Allianz has gone to court, arguing it owes nothing on excess umbrella policies over alleged widespread solar tracking system failures.
Allianz Global Risks US Insurance Company filed a declaratory judgment action on April 6, 2026 in the US District Court for the Southern District of New York against Terrasmart, Inc., formerly known as RBI Solar, Inc. The filing asks the court to rule that Allianz has no duty to defend, indemnify, or contribute to any settlement tied to a sprawling dispute over allegedly defective solar tracking systems.
The action stems from an underlying lawsuit filed by Cypress Creek EPC, LLC and related entities in California state court. That case accuses Terrasmart of designing, engineering, manufacturing, and delivering tracking systems that suffered from widespread failures - including helixing, misalignment, component failures, and reduced productivity - across more than twenty solar facilities in multiple states. The systems were supplied between approximately 2017 and 2018 under 25 purchase orders and multiple master supply agreements.
Terrasmart claims insured status under three Allianz commercial umbrella liability policies issued to Gibraltar Industries, Inc., each carrying $25 million in per occurrence and aggregate limits. Those policies sit above primary coverage issued by Arch Insurance Company. According to the court filing, Terrasmart demanded that Allianz immediately contribute millions of dollars toward a proposed settlement of the underlying case. Allianz declined.
The filing lays out five grounds for why Allianz says it owes nothing.
First, Allianz argues its policies have not attached because the underlying insurance has not been exhausted by actual payment - a condition the policies require before excess coverage kicks in. The policies, according to the filing, expressly reject any notion of "functional," "implied," "constructive," or "deemed" exhaustion.
Second, Allianz says Terrasmart cannot settle the case and then send the bill. The policies require Allianz's prior written consent before any settlement, and no such consent was given.
Third, the filing raises a notice problem. It alleges that Terrasmart knew about the alleged defects as early as mid-2019 and that Cypress Creek explicitly asked Terrasmart in a March 2020 letter to notify its insurers.

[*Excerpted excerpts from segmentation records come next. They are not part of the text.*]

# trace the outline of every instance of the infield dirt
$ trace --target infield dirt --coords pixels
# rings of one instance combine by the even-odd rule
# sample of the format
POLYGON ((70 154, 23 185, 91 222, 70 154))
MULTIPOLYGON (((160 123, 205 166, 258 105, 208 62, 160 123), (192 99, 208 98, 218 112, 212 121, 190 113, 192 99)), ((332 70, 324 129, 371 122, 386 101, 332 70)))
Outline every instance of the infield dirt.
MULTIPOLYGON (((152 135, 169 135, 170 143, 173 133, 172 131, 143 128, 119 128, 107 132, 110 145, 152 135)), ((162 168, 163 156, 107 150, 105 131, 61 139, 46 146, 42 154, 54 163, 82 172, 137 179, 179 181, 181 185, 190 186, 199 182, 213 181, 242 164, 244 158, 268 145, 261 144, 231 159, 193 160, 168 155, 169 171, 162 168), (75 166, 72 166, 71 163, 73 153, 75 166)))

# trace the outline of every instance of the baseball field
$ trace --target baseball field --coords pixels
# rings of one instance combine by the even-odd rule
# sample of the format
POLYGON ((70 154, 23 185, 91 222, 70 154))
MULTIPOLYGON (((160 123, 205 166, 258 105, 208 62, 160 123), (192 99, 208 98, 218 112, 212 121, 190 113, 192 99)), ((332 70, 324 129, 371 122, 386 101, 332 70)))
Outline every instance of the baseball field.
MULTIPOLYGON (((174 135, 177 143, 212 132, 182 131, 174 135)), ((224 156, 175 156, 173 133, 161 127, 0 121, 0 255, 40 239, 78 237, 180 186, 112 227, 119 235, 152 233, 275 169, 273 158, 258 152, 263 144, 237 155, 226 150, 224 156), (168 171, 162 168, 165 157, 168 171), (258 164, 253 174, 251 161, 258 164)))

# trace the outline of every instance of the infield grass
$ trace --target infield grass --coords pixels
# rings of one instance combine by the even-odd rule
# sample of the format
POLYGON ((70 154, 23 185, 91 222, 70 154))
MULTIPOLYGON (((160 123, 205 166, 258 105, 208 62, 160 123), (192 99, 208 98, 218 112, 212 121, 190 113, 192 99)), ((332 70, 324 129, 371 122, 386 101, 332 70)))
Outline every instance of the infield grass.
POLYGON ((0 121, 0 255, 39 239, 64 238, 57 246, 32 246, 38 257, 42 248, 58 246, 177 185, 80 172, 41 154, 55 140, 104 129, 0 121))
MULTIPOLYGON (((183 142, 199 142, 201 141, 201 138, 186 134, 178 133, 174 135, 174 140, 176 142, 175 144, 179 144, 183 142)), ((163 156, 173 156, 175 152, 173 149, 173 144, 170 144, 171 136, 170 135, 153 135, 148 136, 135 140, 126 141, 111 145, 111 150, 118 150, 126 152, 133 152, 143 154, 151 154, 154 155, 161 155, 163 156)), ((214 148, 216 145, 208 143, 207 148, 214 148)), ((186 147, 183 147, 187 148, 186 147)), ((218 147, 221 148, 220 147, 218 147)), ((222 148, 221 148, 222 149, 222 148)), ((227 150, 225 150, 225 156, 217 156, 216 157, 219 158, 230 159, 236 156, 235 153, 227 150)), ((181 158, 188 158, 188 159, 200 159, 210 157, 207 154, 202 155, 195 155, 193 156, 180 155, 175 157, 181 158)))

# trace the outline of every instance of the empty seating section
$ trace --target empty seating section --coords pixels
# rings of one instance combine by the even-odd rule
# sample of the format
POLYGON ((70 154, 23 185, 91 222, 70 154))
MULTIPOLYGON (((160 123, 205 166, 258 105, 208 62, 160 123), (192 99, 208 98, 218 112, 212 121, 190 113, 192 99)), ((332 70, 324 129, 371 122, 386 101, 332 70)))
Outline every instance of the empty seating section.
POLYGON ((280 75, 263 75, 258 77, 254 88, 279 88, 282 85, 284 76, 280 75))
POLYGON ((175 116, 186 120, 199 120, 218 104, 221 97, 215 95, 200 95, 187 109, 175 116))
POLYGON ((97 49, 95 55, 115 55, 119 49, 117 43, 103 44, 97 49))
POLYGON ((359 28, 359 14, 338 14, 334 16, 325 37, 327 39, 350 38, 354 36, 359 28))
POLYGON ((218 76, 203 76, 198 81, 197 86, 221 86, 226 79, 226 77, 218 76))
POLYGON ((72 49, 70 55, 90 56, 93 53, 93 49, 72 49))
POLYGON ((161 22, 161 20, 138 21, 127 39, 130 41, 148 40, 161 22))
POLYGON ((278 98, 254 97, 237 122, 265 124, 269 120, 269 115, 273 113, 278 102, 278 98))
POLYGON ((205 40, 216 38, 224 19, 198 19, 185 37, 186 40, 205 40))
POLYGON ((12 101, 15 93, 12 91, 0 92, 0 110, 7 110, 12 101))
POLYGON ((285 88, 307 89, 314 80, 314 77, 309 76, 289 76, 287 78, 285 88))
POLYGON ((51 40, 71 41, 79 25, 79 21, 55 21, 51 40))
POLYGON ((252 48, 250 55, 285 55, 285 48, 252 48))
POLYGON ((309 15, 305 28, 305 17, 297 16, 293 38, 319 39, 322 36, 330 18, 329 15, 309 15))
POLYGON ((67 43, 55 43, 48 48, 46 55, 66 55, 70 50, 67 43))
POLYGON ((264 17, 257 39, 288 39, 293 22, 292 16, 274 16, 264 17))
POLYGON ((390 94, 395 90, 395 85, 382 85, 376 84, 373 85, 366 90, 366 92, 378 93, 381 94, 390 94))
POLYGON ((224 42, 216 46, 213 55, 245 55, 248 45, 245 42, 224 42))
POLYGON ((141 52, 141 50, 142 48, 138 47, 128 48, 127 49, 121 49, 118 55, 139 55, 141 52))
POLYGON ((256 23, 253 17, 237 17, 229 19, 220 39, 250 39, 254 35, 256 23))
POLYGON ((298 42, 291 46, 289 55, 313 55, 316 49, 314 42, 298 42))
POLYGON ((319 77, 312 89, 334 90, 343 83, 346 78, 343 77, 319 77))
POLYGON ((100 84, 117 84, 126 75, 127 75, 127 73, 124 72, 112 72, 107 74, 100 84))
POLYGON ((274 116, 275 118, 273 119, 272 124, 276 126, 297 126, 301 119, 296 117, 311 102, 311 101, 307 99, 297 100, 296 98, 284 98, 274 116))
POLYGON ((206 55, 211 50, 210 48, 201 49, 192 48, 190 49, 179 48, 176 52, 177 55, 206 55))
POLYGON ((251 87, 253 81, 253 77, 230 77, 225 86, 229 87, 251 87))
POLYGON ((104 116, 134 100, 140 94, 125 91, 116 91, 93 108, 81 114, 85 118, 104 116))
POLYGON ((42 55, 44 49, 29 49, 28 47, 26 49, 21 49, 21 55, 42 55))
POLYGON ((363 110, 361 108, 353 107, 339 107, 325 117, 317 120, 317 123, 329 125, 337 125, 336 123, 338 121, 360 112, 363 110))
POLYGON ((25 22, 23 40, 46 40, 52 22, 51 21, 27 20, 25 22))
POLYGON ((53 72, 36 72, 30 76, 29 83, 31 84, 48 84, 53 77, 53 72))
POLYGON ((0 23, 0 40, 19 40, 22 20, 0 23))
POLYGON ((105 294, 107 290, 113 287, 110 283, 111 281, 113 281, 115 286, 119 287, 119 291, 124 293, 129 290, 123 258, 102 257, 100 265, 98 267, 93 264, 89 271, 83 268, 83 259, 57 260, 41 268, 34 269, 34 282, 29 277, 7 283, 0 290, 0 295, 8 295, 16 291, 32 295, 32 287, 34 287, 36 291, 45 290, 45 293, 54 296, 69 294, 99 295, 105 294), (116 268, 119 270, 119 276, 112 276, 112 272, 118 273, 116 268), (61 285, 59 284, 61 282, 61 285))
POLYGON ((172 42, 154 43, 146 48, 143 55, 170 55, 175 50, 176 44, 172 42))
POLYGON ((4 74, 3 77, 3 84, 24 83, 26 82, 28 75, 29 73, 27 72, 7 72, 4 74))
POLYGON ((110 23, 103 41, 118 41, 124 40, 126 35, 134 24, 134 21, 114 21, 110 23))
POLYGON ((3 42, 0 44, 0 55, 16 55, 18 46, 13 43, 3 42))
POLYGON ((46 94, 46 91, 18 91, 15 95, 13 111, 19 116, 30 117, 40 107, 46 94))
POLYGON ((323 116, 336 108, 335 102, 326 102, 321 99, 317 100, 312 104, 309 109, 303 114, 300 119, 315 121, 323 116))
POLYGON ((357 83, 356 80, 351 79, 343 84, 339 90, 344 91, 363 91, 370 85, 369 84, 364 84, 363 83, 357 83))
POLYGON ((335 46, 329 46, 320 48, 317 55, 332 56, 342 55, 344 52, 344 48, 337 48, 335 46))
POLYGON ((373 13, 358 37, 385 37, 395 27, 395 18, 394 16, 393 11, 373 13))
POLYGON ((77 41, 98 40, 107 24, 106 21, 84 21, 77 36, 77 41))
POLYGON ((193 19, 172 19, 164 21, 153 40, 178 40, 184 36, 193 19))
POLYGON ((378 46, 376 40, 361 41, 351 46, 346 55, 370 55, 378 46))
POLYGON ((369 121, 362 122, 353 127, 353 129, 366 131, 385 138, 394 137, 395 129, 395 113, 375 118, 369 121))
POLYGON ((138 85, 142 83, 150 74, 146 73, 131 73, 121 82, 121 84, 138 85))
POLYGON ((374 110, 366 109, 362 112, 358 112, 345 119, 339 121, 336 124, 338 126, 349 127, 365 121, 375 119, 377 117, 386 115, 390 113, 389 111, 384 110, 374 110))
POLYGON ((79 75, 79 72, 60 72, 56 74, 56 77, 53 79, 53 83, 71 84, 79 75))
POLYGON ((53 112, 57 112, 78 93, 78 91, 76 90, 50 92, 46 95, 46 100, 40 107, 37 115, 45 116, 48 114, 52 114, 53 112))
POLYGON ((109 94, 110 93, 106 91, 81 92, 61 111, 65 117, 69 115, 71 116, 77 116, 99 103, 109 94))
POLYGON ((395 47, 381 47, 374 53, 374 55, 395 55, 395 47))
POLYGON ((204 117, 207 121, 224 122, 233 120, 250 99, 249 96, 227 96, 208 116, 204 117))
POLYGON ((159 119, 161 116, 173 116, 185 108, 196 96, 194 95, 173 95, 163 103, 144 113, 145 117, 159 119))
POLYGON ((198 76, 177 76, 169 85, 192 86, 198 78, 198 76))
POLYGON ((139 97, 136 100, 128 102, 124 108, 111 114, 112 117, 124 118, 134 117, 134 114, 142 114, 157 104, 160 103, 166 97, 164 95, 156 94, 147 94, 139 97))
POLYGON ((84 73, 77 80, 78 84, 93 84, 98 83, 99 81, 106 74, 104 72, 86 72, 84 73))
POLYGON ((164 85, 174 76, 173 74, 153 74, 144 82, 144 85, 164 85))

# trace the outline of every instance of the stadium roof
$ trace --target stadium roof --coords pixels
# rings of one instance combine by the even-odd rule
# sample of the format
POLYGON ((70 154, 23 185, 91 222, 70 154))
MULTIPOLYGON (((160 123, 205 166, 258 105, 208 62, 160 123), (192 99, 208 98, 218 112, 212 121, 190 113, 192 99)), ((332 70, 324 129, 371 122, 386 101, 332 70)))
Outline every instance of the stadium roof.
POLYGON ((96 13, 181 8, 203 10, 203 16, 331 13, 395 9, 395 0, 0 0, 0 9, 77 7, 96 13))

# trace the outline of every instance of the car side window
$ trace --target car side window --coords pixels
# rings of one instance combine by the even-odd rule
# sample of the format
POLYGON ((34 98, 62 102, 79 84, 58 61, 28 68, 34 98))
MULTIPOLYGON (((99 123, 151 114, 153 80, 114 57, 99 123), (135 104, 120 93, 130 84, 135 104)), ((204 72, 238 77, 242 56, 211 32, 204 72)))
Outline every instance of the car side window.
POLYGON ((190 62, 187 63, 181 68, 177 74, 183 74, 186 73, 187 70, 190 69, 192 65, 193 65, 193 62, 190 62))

Terrasmart's response, according to the filing, was blunt: it "will not be contacting our insurance company." Allianz says it did not hear about the claims until December 2022 - more than two and a half years later.
Fourth, Allianz points to a professional liability exclusion in the umbrella policies, which states that coverage does not apply to liability arising out of any "act, error, omission, malpractice or mistake of a professional nature." The filing notes that Terrasmart had separately purchased professional liability coverage through Lloyd's underwriters for exactly these types of risks, but that coverage was denied due to late notice and prior-knowledge issues.
Fifth, Allianz contends the alleged damages - defective design, diminished performance, repair costs, and unmet specifications - are classic business risks, not the kind of accidental occurrence that liability insurance is designed to cover.
No determination has been made on the merits. Terrasmart's counsel has not been identified in the filing.
Case: Allianz Global Risks US Insurance Company v. Terrasmart, Inc. f/k/a RBI Solar, Inc., Case No. 26-cv-02806 (S.D.N.Y.)